A quel tempo, la persona a me più vicina non era altro che mio marito. Sì, avevo dei segreti con lui e non ero sempre onesto con lui, c'erano anche dei conflitti, ma era la prima persona a cui mi rivolgevo in un momento difficile. Dopo tutto, "Marito e moglie sono un solo Satana" e dobbiamo restare uniti. Non ho potuto chiamarlo – era in un altro paese e la connessione non era buona. Così ho preso le mie sigarette e sono andata al piano fumatori per scrivergli un messaggio. Sì, appena sono uscita dalla sala di recupero sono andata a fumare, anche se mi sentivo molto debole. Non ne vado fiera, ma ne avevo bisogno.
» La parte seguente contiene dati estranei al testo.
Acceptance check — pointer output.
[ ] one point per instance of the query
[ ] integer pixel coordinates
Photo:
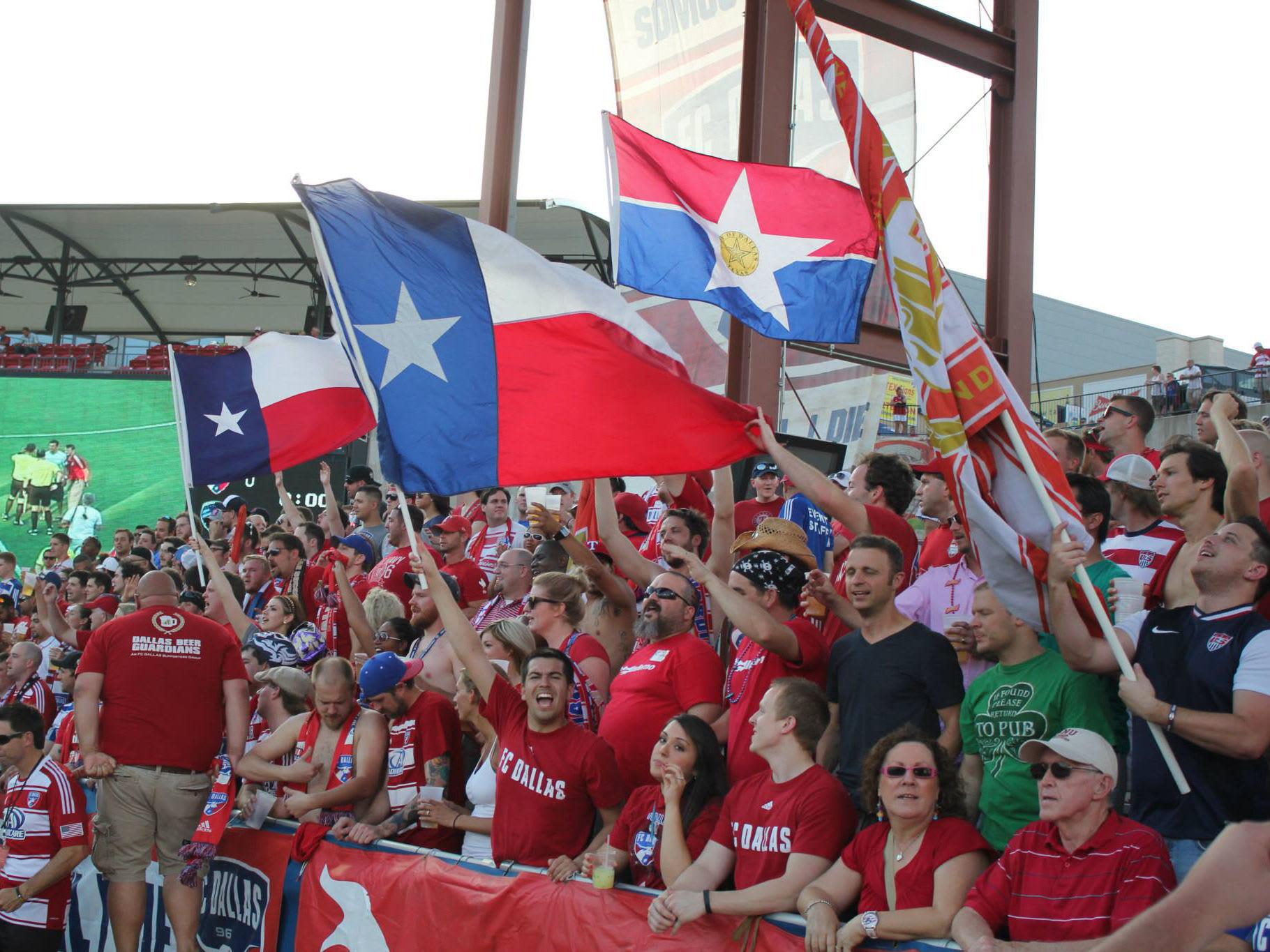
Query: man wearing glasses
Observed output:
(1081, 871)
In quel momento, non me ne fregava niente che non erano nemmeno le otto del mattino, che ero arruffata e non lavata, che indossavo calze a compressione bianche imbrattate di sangue e manganese e un camice da ospedale, e anche un drenaggio con del liquido torbido che pendeva da sotto il camice. Non mi importava che non avessi fatto colazione o bevuto acqua… Non mi importava che i medici mi avrebbero rimproverato o che mi facesse male. Il mondo intero si era fermato e la vita si era fermata con esso. Stavo letteralmente volando giù dall'alto, senza sapere se avevo un paracadute dietro di me.